Some of this is professional envy, particularly from broadcast journalists. It’s not exactly a major revelation that this is a Government both skilled at and committed to media management — or, for that matter, that it is only going further down a path already travelled by its predecessor. But the incessant leaking wears away at the Government’s credibility. If it keeps trying to stage-manage everything, eventually not merely the Press Gallery, but voters will start to regard the whole thing as make-believe, a problem the Howard Government ended up with as well.

The Budget is in part a conspiracy between Governments and the press. Governments like to pretend they have control over what’s happening economically and can forecast what’s going to happen, so persist with that claim despite the general failure of governments and economists to predict the events of the last nine months. Budgets have been built up into the economic centrepiece of the year.

In fact, individual budgets have a limited impact, not merely because the economy is far bigger than the Government’s resources, but because even significant policy changes tend to have long-term, rather than short-term consequences. It is a series of budgets that have a significant economic impact, rather than one night’s worth of announcements.

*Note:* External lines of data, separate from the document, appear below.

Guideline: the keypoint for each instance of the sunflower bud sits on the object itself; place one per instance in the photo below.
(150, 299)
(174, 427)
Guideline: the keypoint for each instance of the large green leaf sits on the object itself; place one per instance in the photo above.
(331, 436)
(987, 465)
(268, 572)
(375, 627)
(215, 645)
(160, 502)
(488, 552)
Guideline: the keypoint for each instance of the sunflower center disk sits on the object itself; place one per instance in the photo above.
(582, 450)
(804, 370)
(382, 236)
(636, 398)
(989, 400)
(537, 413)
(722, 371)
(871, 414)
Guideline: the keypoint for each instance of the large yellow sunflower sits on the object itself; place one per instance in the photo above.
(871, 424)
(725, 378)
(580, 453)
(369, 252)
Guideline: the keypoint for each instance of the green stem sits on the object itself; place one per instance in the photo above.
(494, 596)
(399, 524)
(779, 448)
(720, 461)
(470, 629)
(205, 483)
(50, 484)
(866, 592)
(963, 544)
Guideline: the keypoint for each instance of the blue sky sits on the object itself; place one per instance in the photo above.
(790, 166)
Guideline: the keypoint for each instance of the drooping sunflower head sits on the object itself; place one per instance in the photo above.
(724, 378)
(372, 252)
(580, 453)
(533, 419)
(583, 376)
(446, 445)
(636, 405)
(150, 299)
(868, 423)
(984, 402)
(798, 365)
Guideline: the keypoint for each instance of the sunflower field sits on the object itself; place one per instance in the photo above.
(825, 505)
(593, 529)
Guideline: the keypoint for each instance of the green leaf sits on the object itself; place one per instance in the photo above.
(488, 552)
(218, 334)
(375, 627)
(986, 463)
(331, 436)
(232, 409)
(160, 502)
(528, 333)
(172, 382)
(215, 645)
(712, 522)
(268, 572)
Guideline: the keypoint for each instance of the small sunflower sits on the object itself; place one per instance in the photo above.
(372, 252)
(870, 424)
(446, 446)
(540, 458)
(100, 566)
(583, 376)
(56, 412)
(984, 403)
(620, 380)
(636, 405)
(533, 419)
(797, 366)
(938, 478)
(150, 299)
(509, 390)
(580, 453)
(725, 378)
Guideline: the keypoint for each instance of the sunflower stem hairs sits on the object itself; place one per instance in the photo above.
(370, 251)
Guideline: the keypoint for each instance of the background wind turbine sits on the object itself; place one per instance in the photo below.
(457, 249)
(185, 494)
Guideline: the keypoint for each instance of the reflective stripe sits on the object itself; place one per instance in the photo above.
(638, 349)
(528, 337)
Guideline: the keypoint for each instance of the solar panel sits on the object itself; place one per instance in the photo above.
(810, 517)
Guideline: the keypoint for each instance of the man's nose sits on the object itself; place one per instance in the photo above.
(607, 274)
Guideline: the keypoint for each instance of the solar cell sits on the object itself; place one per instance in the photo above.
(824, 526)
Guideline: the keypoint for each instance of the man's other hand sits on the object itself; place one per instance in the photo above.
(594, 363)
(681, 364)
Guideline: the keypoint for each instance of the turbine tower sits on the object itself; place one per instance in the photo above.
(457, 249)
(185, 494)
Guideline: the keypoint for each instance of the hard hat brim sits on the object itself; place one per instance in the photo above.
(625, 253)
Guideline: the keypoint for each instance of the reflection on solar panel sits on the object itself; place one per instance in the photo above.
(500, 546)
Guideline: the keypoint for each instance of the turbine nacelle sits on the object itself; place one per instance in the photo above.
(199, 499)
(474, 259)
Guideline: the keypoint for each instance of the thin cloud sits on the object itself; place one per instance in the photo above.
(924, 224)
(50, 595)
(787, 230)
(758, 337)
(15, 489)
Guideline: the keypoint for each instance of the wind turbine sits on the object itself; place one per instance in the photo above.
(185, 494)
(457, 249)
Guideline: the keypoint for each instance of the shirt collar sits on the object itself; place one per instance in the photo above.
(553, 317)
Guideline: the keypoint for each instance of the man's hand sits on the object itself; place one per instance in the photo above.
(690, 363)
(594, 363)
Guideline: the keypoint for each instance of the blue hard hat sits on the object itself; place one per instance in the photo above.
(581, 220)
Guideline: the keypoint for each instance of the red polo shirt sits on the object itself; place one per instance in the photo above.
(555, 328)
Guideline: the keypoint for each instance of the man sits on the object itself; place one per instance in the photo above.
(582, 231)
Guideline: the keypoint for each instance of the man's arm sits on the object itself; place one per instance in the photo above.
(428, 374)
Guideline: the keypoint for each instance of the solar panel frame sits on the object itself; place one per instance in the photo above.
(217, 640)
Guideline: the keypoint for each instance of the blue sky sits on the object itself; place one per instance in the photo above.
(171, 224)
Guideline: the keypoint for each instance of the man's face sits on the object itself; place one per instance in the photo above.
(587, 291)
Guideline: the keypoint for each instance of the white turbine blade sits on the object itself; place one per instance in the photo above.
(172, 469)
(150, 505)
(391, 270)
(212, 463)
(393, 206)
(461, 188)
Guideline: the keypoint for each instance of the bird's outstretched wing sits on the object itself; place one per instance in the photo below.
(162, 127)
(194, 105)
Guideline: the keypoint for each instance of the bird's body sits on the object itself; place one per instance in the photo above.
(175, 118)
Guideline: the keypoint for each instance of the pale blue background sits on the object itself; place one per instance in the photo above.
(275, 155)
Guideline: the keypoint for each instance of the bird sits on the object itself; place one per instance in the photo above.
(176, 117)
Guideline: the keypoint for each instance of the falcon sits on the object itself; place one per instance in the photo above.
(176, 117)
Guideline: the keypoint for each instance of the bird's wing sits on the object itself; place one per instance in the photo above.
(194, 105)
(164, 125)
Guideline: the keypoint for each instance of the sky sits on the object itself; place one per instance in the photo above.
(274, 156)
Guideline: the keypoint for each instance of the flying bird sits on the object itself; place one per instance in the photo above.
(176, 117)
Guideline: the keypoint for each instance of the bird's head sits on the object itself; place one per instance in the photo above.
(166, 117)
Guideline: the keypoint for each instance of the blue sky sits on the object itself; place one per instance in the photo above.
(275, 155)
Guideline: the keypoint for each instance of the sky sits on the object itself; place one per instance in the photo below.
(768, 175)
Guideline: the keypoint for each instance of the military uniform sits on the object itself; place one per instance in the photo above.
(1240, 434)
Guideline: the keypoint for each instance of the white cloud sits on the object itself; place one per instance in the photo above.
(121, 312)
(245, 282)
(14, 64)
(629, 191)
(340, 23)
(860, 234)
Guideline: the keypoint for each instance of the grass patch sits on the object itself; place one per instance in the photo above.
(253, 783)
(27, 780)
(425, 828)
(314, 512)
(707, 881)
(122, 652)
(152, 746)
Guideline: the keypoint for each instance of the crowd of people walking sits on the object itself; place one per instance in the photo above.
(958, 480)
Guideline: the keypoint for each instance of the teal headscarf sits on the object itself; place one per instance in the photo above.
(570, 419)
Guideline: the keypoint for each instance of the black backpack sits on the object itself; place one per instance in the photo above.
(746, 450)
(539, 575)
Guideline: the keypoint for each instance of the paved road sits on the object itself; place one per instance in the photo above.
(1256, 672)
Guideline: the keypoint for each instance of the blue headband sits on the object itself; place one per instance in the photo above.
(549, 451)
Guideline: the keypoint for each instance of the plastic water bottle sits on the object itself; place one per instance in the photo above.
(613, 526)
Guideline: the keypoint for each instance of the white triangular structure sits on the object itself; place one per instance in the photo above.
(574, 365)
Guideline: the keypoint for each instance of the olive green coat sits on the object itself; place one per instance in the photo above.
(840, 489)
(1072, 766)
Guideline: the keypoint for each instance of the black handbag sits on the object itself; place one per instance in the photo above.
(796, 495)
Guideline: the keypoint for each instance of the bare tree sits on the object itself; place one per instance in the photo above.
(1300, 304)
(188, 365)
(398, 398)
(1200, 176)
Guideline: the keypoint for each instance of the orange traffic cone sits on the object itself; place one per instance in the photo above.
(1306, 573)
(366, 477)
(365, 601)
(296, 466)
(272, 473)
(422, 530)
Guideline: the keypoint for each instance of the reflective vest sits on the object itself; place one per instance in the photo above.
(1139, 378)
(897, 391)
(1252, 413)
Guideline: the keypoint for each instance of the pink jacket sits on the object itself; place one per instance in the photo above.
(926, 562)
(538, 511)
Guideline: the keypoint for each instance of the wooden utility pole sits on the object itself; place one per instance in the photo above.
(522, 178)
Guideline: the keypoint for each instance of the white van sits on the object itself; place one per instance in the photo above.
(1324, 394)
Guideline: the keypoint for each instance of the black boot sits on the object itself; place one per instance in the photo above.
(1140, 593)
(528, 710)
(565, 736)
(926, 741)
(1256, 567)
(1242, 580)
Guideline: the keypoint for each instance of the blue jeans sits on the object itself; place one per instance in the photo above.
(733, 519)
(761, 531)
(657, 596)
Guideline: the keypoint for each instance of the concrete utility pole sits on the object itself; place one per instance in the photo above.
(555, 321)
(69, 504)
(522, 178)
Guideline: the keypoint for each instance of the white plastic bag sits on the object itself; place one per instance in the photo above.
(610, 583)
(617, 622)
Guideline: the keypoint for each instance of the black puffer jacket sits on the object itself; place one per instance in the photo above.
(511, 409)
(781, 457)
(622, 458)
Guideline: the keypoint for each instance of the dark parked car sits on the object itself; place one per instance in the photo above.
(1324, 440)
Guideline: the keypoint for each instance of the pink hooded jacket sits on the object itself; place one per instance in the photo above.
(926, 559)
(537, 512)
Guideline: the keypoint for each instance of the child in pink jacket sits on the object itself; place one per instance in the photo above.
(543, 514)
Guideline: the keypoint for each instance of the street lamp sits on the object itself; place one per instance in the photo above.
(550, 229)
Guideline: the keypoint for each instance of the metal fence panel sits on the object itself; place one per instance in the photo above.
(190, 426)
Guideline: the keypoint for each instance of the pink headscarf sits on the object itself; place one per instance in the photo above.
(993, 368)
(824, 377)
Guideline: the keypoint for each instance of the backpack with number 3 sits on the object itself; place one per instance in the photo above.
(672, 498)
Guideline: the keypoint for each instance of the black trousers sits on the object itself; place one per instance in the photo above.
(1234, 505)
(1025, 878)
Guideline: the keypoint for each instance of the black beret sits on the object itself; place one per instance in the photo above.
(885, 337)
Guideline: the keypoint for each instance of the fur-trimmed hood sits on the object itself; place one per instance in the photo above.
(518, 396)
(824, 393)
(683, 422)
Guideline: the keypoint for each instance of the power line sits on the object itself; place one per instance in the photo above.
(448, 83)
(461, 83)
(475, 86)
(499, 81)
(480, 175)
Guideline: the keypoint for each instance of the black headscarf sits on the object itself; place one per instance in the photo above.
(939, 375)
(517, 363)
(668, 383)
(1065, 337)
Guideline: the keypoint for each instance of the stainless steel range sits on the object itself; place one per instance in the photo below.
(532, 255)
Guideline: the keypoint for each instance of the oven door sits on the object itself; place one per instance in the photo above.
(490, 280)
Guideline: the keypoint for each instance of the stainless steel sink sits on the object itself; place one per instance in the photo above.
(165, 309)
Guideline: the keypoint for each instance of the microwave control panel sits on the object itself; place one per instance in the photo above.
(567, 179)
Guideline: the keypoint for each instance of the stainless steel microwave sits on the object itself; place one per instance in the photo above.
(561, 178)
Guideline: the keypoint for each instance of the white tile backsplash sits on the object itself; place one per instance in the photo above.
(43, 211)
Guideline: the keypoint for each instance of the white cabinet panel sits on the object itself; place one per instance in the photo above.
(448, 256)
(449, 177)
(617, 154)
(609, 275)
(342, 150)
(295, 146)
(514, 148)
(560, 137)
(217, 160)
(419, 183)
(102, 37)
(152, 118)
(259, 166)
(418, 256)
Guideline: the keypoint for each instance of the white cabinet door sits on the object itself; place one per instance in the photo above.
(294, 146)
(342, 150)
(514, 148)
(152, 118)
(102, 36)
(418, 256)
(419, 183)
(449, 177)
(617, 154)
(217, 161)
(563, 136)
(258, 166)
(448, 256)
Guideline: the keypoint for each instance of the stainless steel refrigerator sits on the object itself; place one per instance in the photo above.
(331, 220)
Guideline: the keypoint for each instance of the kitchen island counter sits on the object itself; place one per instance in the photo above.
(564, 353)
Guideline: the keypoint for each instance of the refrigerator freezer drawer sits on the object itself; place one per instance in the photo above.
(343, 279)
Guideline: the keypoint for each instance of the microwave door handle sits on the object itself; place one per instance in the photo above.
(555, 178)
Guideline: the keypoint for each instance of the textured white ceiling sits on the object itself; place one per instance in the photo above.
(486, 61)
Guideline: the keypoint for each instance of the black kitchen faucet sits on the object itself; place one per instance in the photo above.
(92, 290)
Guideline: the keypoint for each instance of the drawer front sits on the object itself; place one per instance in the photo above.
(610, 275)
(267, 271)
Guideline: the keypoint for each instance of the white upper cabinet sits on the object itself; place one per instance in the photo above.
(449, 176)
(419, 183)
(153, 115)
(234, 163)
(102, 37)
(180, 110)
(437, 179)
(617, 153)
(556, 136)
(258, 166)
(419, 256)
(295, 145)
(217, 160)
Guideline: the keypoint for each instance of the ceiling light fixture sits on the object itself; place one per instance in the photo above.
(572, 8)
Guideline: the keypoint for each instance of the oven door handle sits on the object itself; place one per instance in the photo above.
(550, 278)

For its part, the press is a willing co-conspirator, selling the Budget as a Major Event which the public must understand via its coverage, positioning governments as arbiters of our economic destiny to make for a simple narrative.

By constant leaking, the Government undermines the status of the Budget. Perhaps that’s a good thing. But barring major surprises, we know more about this Budget than we did about the stimulus packages released in October and February. Maybe it’s time we dropped the pretence about Budget night and had a less self-serving and stage-managed fiscal process.